In this study, tyre pyrolysis oil (TPO) was analyzed, and the characteristic properties of its blends with diesel fuel (DF) were determined. The sorption behaviour of these blends and the resulting changes in the mechanical properties of nitrile-butadiene rubber (NBR) were investigated. The objective of the study was to understand the TPO diffusion behaviour in elastomeric materials and to evaluate the feasibility of TPO as a fuel component.

Through detailed analysis using 2D-GC/MS, complementary analytical techniques such as infrared and NMR spectroscopy become more informative, allowing for the acquisition of more precise data. This combination of analytical methods enables a comprehensive and detailed understanding of the chemical composition. Chemical analysis revealed several notable differences between the composition of TPO and DF. Compared to DF, TPO contains the following:

• Higher monoaromatic and polyaromatic contents. This property makes TPO a potential blending component for aromatic-free synthetic fuels.
• Higher sulphur content. Desulfurization is required to reduce the sulphur concentration to within the target range. Alternatively, due to its high sulphur content and correspondingly low value in the high frequency reciprocating rig test, TPO could be considered as a blend component for lubricating oils.
• Higher proportions of olefinic compounds. Hydrogenation is necessary to saturate olefins and improve oxidation stability, thereby expanding the possible applications of both neat TPO and its blends with other fuels and oils.
• Larger amounts of low- and high-boiling components. Distillation of TPO to separate these fractions could produce a cut similar to DF, potentially lowering the polyaromatic content, as these are typically found in the high-boiling fraction, and raising the flash point by removing low-boiling compounds.

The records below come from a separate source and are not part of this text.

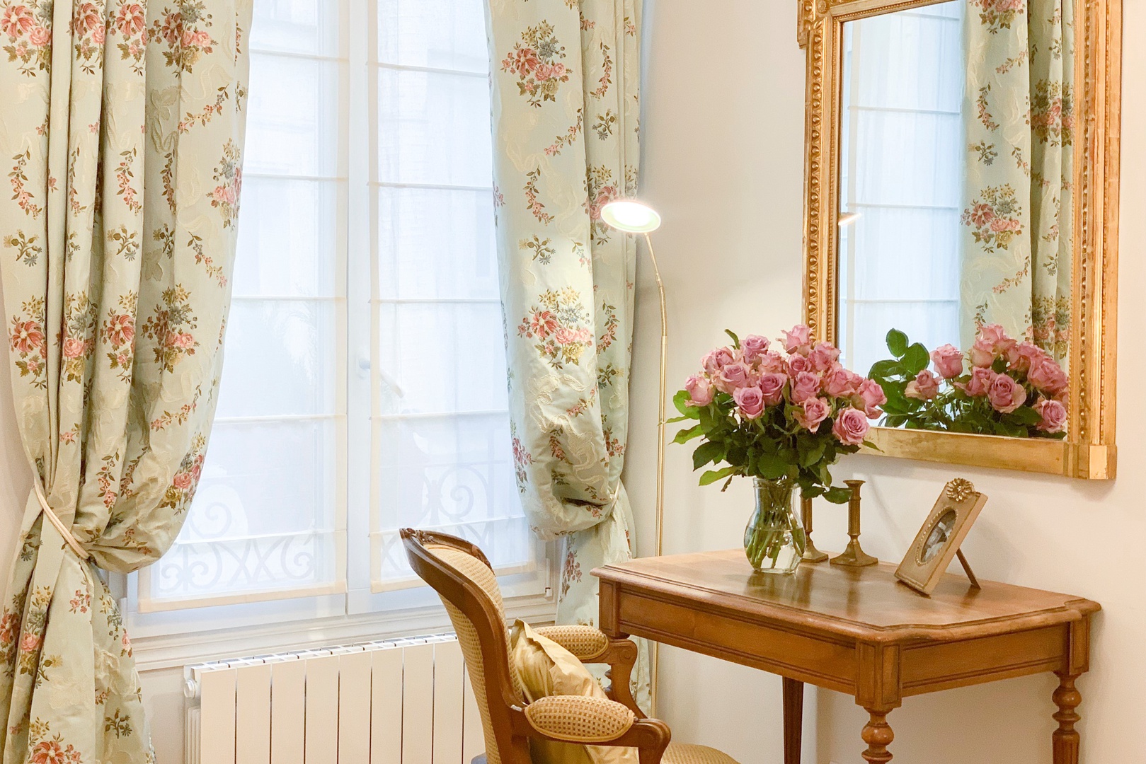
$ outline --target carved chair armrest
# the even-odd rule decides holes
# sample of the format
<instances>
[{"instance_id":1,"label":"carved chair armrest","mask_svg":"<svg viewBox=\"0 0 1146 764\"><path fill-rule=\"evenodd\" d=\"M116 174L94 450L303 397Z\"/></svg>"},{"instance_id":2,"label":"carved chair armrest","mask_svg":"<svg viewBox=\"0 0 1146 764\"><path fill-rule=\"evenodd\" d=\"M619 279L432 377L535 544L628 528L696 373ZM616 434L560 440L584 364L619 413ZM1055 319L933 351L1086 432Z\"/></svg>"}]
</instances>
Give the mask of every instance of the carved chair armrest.
<instances>
[{"instance_id":1,"label":"carved chair armrest","mask_svg":"<svg viewBox=\"0 0 1146 764\"><path fill-rule=\"evenodd\" d=\"M609 649L609 637L595 627L576 624L534 627L534 631L542 637L552 639L576 655L582 663L597 663L597 659Z\"/></svg>"},{"instance_id":2,"label":"carved chair armrest","mask_svg":"<svg viewBox=\"0 0 1146 764\"><path fill-rule=\"evenodd\" d=\"M588 746L636 748L641 764L660 764L672 732L660 719L638 719L617 701L583 695L539 698L513 709L515 732Z\"/></svg>"},{"instance_id":3,"label":"carved chair armrest","mask_svg":"<svg viewBox=\"0 0 1146 764\"><path fill-rule=\"evenodd\" d=\"M614 639L604 631L584 625L536 627L539 635L573 653L582 663L606 663L610 667L609 696L625 703L638 719L645 718L644 711L633 699L629 678L637 662L637 646L629 639Z\"/></svg>"}]
</instances>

Without further chemical processing, the use of TPO in its raw form may present challenges. When blended at 1 vol% and 5 vol% with DF, most characteristic parameters remain within the target ranges specified by DIN EN 590, with the exception of sulphur content. However, under specific circumstances, such as emergencies or fuel shortages, use could be permitted according to StVZO § 70(4).

TPO exhibits strong affinity towards NBR, leading to rapid and substantial mass uptake and increasing volume during sorption. This pronounced swelling significantly reduces mechanical stability properties such as hardness, tensile strength, and elongation at break, thereby permanently affecting the viscoelastic behaviour of the elastomer. With increasing nitrile content, TPO uptake decreases, but equilibrium mass uptake is reached markedly faster for TPO than for DF. Increasing TPO content in DF results in proportionally higher absorption and diffusion coefficients, with a linear relationship observed between these parameters and the TPO volume fraction. Blends containing 1 vol% and 5 vol% TPO show no critical deviations in mass uptake, volume expansion, or mechanical properties compared to neat DF.

Further research is required to elucidate the interactions between individual TPO components and NBR. Analytical methods could be used to monitor the sorption of individual compounds, as unsaturated components or acids in TPO may react chemically with NBR, potentially altering its molecular structure and thus permanently impairing its mechanical performance.